So as the clouds rolled over the mountain I waited and waited for the first really rainy day so I could see what would happen. Visions of water spraying through the floor panels and spitting through the rubbers at the edge of my teeny tiny windscreen predominated my thoughts.
In fact, the first rain experiment happened out of the blue. I was only covered by the soft top at that point and I must admit, besides the slightly dampened breeze that always hums though my corner windows, not much happened.
The wipers winced to life and then made great work of making my way remarkably visible and besides a small drop of water on the dash from a perished rubber, well, yet again, myth busted.
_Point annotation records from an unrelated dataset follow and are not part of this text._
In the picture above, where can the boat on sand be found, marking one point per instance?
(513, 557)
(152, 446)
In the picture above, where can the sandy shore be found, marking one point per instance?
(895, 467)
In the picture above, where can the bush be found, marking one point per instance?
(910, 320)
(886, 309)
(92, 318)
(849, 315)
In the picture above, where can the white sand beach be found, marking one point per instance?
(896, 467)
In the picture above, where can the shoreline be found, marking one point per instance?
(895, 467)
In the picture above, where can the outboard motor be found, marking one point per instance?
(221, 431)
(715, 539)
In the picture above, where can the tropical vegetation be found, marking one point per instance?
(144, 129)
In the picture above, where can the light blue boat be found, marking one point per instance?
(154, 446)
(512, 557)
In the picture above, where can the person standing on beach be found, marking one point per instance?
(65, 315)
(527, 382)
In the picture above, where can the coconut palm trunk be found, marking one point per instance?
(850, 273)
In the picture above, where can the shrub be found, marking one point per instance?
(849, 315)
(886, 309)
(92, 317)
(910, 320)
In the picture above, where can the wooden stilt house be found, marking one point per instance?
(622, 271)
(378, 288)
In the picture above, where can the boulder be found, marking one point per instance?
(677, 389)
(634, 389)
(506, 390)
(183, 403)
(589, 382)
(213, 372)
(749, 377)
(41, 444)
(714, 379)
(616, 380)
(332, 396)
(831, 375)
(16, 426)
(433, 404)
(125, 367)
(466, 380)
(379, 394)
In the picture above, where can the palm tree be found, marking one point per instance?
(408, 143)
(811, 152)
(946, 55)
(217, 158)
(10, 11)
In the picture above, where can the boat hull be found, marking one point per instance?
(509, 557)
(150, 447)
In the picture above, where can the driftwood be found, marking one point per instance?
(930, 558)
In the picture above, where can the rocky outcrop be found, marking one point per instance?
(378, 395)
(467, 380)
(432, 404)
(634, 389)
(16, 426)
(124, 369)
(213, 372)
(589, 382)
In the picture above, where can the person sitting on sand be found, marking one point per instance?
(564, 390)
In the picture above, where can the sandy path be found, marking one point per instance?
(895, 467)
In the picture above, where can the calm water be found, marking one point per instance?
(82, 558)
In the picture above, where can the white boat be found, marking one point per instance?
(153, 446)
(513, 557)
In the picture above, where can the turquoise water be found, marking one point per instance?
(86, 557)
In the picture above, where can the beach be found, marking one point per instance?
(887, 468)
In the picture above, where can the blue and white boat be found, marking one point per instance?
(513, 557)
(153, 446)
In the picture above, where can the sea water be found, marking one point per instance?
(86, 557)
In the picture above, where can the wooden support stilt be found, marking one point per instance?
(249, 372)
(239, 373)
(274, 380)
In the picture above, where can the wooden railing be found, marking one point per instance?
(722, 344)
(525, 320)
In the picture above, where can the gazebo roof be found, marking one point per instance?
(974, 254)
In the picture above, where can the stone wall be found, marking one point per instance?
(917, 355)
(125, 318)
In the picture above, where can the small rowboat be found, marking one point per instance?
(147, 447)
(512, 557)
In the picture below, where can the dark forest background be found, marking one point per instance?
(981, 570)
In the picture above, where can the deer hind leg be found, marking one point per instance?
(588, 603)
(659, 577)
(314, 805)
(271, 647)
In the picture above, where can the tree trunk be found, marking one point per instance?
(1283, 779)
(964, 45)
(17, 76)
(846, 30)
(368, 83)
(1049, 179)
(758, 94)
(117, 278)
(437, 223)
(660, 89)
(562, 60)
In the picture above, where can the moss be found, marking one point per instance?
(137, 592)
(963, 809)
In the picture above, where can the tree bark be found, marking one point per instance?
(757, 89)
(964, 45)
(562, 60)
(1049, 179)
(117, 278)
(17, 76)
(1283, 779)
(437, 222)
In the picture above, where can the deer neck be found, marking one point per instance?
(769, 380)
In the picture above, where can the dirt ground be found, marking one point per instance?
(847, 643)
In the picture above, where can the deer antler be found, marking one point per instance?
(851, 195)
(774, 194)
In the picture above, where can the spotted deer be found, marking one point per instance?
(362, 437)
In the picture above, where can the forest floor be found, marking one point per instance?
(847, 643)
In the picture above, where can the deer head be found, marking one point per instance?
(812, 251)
With all the stories of possible water infiltration and risk of drenching my cherished leather boots and Miu Miu jacket I did have a back up plan however and that included the purchase of a hard top for the rainy season.
Now firmly wedged into the brackets it makes the car feel quite a bit roomier as it has more headroom. But other than that the sexy factor is just as high if not higher than the soft top. OK that leaves dropping the top at the first sign of sun totally out of the equation but alas, the world is not perfect.
That being said, if the weather looks like it has potential for the day, it is a harmless exercise removing the hard top by ones self and just popping it in the garage or against the wall of your bachelor pad (very sexy and retro and gives one even more excuse to talk about ones baby!).
There were also rumours of the car just not starting as soon as it rained. Something about badly sealed spark plugs or some other balderdash. Yet again myth so busted. I must admit though that my MG is garaged so it never sits over night in the rain, possibly a reason for the lack of damp effects.
So any truth to the many stories. Now four months in I can confirm that people just never stop looking. The sex appeal of this car makes me long for a parking outside Caprice on a hot summer day in Camps Bay, and by Caprice I refer to the bar and not the international lingerie model although both would suffice.
I have learned some fabulous tricks one strange one being to not depress the clutch while starting the engine as for some reason it puts great strain on the starter motor and battery. How we live and learn.
And learn I have that anonymity and secret outings are a thing of the past, friends, previous lovers, basic acquaintances and sometimes even one of those dreaded 'private number' callers will randomly phone you and say "So, you are in Moulli Point hey, what are you up to??
You firstly feel exposed and guilty even though you are just sitting at Bravo sniffing on a cup of hot coffee to try and put a dent in the post Friday night hangover, and secondly you wonder, wonder why and how they know where you are.
Then you remember that you now come fitted with a very old and sexy ID tag, not implanted in your skin just behind your right ear but sometimes effective from great distances depending on how easy it is to find a parking!
Excitedly a friend told me the other day that he too was going to buy an MG. He has a motorbike and that just spells even more hell in the rain. So, off he went.
I only hope he has the same experience as I have, even with all the these myths proved wrong I still get a pang of nervousness when I think that someone may actually go out and buy an old car after speaking to me or reading this column.
Is it that much of a lucky draw, and how solid is the decision. Who knows? One thing is for sure, old cars are a lot easier to fix provided they are relatively common.
I am the third column in to this experience, time is always a good test of decision making and as time goes by I swear by everything that is sacred to me that I will not be one of those people that says "Oh wow, I used to have a car just like that, the reasons slip my mind but unfortunately I sold it!"
How sad and how stupid is my internal monologue, but what I say to them is "It's better to have driven an MGB once than to never have driven one before!"